If you make a list of stuffs that a smart phone replaces, that would be a pretty big one. From mailboxes to alarm timepieces, cameras, wall calendars and clocks, watches, pen, notebooks… and I can’t end this list! And now, Google is about to introduce a latest technology by which your smartphone can act as a seismograph. A seismograph predicts earthquakes.
What are sensors?
The world of sensors by the advent of Micro electronic mechanical systems (MEMS) has made smartphones amazing in our life. Various sensors do a variety of tasks. They sense where the device is located, which way it’s moving, and how fast.
Some of them can recognize your fingerprints, your face and the words you’re speaking. This allows them to entertain us, keep us healthy, help us find our way home and much else besides. But a growing branch of science is devoted to pooling information generated by the world’s 3.5 billion smartphones for the common good.
How this new technology works?
Now, Google announced that their latest sensor can sense early tremors in the earth’s surface. Install a front-end Android app in your smart phone, and this back-end sensor will predict earthquake in your area!
google makes use of accelerometer for this new technology. This sensor is actually useful to detect phone’s movement.

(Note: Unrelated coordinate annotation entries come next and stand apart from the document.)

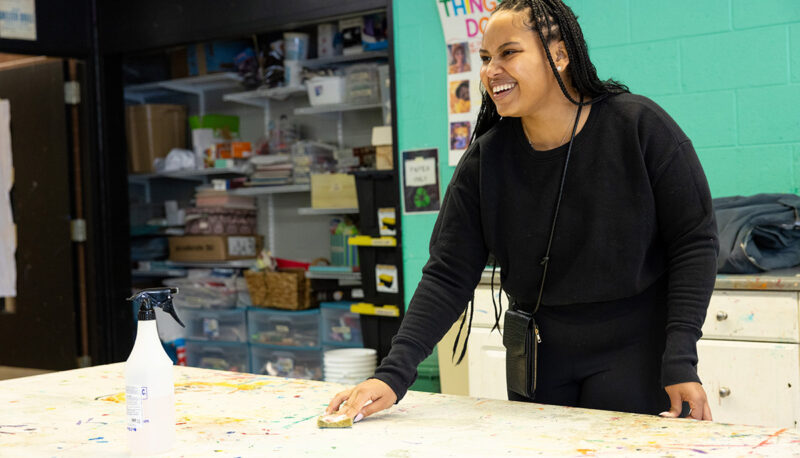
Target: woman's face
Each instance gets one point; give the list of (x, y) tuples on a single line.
[(515, 70), (458, 54)]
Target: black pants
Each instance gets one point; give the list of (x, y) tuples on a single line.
[(603, 355)]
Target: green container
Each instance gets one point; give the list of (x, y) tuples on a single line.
[(220, 123), (428, 375)]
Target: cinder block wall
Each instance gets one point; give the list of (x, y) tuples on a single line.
[(728, 71)]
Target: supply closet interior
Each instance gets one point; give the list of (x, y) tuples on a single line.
[(262, 184)]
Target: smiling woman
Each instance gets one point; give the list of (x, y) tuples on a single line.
[(597, 211)]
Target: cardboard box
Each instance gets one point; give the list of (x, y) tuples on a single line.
[(152, 130), (333, 190), (383, 157), (213, 248)]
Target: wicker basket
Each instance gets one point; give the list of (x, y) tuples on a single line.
[(288, 289)]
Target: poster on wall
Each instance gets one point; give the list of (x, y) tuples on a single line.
[(18, 19), (421, 180), (463, 22)]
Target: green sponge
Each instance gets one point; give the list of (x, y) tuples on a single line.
[(336, 420)]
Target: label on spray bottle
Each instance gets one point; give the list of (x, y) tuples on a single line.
[(135, 396)]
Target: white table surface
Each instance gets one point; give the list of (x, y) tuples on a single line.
[(82, 413)]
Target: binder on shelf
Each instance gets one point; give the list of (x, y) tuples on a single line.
[(365, 240), (365, 308)]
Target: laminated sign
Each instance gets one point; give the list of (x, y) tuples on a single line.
[(18, 19), (421, 181)]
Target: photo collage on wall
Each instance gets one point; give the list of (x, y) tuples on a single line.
[(463, 24)]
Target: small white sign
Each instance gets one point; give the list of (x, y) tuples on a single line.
[(421, 172), (18, 19), (387, 221)]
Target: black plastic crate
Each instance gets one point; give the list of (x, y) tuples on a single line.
[(370, 257), (375, 189)]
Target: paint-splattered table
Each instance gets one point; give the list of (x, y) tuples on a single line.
[(81, 412)]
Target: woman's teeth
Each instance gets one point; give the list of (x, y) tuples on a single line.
[(503, 87)]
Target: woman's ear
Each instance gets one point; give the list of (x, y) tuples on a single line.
[(558, 51)]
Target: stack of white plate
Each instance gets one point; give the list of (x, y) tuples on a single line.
[(349, 365)]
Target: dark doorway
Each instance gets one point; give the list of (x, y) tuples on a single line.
[(39, 328)]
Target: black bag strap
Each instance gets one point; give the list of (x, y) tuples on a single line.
[(546, 259)]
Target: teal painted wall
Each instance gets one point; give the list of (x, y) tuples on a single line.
[(728, 71)]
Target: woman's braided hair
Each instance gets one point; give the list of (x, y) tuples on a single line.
[(553, 20)]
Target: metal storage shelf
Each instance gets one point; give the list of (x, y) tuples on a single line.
[(235, 264), (199, 174), (335, 108), (326, 61), (265, 190), (345, 276), (326, 211), (262, 96), (191, 85)]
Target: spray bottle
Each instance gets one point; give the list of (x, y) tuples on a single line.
[(149, 387)]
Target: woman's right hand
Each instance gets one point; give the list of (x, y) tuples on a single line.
[(352, 402)]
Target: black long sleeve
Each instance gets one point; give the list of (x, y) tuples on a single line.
[(636, 207)]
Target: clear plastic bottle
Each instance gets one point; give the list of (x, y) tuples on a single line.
[(149, 386)]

“We figured out Android phones are sensitive enough to detect earthquake waves,” said Google’s Marc Stogaitis in an interview. “They usually see both key types of waves, the P wave [primary] and the S wave [secondary]. Each phone is able to detect that something like an earthquake is happening, but you need an aggregate of phones to know that for sure.”
Google understood that while seismographs are expensive, phones are relatively cheap and very common. When data combined from those phones is analysed, anomalies can be filtered out and the location and strength of quakes can be pinpointed. The company still stresses, however, that it’s still just an experiment for the time being.

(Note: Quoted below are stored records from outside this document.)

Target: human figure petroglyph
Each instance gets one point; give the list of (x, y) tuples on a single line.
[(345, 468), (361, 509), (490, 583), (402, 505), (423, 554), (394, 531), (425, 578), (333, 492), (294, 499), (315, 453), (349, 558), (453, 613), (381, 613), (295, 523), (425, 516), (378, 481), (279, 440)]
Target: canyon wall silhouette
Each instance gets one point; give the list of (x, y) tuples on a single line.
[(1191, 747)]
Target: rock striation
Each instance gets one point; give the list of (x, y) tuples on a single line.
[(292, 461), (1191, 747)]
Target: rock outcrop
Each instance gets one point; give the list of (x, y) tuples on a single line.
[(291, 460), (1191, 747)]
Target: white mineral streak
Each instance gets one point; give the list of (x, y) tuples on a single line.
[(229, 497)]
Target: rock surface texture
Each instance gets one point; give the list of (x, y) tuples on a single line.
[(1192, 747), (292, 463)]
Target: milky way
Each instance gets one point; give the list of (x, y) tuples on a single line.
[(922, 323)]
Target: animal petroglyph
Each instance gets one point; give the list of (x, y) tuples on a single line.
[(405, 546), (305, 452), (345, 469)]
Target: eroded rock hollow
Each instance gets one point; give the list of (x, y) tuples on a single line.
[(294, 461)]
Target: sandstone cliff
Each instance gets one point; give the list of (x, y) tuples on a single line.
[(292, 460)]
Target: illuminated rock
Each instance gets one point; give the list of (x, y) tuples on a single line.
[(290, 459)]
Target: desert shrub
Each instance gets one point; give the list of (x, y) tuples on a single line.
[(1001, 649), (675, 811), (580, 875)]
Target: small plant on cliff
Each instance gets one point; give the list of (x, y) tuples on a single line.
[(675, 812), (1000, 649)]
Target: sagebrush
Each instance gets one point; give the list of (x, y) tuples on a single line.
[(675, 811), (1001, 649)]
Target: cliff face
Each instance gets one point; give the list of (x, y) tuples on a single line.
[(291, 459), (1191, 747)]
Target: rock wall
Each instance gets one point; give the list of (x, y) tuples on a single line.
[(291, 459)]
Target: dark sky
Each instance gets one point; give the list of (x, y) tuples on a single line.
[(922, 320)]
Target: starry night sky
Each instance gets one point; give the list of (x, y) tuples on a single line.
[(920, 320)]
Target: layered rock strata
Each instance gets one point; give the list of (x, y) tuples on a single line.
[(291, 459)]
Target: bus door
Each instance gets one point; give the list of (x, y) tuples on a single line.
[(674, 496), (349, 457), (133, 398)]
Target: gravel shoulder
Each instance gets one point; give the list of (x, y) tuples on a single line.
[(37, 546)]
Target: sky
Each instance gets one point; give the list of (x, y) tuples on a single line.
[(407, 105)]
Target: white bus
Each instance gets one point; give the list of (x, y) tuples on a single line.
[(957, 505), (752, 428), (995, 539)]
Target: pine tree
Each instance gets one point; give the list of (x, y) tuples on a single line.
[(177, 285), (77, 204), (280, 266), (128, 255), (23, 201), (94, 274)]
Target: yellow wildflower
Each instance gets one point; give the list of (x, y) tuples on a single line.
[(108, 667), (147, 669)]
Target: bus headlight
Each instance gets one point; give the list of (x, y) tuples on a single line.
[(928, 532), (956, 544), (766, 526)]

“The basic concept has been proven to work,” says Kanjo. “But they can’t risk it and say yes, we know the answer. The main issue is always scalability.”
This problem has recently been seen in attempts to use apps to contain the spread of Covid-19. In small-scale experiments, track-and-trace can be shown to work. But in the real world, there’s a fear of it either failing to detect cases, or generating false positive results which can have a huge impact on society.

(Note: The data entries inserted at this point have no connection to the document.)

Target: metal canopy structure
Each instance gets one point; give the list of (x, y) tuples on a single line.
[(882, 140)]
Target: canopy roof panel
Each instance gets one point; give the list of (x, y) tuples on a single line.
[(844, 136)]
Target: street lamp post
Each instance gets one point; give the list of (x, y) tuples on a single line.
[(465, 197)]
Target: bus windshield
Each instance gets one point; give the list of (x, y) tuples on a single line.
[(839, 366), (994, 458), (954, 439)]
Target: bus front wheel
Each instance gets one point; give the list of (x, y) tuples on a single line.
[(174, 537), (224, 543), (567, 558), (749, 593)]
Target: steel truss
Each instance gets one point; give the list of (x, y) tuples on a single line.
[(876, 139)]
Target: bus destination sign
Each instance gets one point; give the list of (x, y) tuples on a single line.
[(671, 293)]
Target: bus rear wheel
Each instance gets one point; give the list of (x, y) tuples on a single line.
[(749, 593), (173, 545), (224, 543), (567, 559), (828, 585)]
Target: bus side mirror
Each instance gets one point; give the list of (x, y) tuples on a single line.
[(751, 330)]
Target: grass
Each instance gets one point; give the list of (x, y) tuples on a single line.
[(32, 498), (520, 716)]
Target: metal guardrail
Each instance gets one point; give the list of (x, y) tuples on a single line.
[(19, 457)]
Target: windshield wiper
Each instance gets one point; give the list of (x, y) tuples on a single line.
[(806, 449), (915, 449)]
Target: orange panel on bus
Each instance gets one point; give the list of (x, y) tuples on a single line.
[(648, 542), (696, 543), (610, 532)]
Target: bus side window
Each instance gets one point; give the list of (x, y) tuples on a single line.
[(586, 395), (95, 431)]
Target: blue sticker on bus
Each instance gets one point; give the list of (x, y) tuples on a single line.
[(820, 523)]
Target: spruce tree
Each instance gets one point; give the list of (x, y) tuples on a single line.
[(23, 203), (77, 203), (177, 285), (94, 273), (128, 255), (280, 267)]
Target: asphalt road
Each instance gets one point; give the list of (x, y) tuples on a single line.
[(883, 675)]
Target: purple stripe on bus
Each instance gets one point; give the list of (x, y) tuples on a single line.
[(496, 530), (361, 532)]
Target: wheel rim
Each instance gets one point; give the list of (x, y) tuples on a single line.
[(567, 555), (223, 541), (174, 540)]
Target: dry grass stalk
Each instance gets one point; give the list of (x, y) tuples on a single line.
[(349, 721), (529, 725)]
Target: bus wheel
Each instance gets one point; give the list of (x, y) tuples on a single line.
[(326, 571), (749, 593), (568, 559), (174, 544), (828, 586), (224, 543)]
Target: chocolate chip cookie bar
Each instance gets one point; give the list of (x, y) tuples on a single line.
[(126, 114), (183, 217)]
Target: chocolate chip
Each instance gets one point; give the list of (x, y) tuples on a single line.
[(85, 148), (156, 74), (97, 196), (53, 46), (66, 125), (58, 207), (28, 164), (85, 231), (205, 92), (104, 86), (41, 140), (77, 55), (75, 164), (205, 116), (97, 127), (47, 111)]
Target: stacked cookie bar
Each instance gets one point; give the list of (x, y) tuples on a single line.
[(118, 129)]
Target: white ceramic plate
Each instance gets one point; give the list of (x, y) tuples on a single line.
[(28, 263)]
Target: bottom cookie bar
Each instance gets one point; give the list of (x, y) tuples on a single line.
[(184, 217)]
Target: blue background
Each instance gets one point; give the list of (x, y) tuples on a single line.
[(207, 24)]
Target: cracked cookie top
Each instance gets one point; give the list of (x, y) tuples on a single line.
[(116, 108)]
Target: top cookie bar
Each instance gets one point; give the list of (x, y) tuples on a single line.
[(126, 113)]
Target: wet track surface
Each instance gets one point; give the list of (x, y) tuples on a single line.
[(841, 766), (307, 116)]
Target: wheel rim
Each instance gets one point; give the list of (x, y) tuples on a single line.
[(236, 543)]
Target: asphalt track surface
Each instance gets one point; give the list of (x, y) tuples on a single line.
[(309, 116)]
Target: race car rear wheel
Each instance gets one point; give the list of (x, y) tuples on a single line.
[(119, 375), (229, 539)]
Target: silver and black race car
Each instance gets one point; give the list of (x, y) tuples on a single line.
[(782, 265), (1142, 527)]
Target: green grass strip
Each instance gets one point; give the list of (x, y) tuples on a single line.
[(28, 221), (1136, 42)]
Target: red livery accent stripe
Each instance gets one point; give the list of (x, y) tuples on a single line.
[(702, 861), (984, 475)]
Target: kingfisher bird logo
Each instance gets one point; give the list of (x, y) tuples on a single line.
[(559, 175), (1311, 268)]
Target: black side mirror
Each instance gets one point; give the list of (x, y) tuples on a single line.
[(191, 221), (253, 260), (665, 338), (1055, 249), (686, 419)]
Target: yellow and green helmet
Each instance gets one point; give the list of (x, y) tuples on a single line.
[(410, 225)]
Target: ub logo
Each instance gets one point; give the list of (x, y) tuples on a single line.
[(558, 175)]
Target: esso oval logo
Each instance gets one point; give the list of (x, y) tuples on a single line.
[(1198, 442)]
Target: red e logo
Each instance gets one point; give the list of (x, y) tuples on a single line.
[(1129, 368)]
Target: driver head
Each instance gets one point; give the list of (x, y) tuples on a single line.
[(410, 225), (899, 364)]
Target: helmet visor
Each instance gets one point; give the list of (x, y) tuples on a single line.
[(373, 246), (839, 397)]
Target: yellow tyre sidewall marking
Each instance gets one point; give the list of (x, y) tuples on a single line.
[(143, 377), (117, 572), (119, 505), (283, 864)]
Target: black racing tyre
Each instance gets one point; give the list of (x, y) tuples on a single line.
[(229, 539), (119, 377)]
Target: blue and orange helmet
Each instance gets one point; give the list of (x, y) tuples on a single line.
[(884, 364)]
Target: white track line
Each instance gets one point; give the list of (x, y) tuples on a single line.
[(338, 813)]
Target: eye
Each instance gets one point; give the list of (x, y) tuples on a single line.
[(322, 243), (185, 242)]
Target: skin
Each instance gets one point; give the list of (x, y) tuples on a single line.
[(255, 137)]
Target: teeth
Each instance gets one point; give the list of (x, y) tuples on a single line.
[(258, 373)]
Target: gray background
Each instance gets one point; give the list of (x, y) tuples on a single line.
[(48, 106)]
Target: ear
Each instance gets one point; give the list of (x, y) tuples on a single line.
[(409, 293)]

Fortunately, the stakes aren’t so high in the majority of mobile sensing applications. Millions of us see it at work every day as navigation apps alert us to the movement of road traffic.
Two roadblocks
Google says that only two things stand in the way of this new technology. One is the restrictions put in place by the likes of Google and Apple on the way sensors can be used. “We have suffered a lot as developers because of these restrictions,” says Kanjo. “It’s not always easy to develop ideas when companies are in control.”
The second one is the attitude of the public to their phones being used in this way; passive data sharing has gained a somewhat toxic reputation in recent years. “The ethics are often exaggerated,” says Kanjo. “Right now, your phone company is being told that me and you are talking, and that’s far more intrusive than something like Covid contact tracing.”
Google’s earthquake app, according to Stogaitis, de-identifies the information: “We don’t need to know anything about the person that’s sending it.” The company hopes this technology – being not just individual centered, but rather a disaster warning aid – could get around all the hurdles in front of it.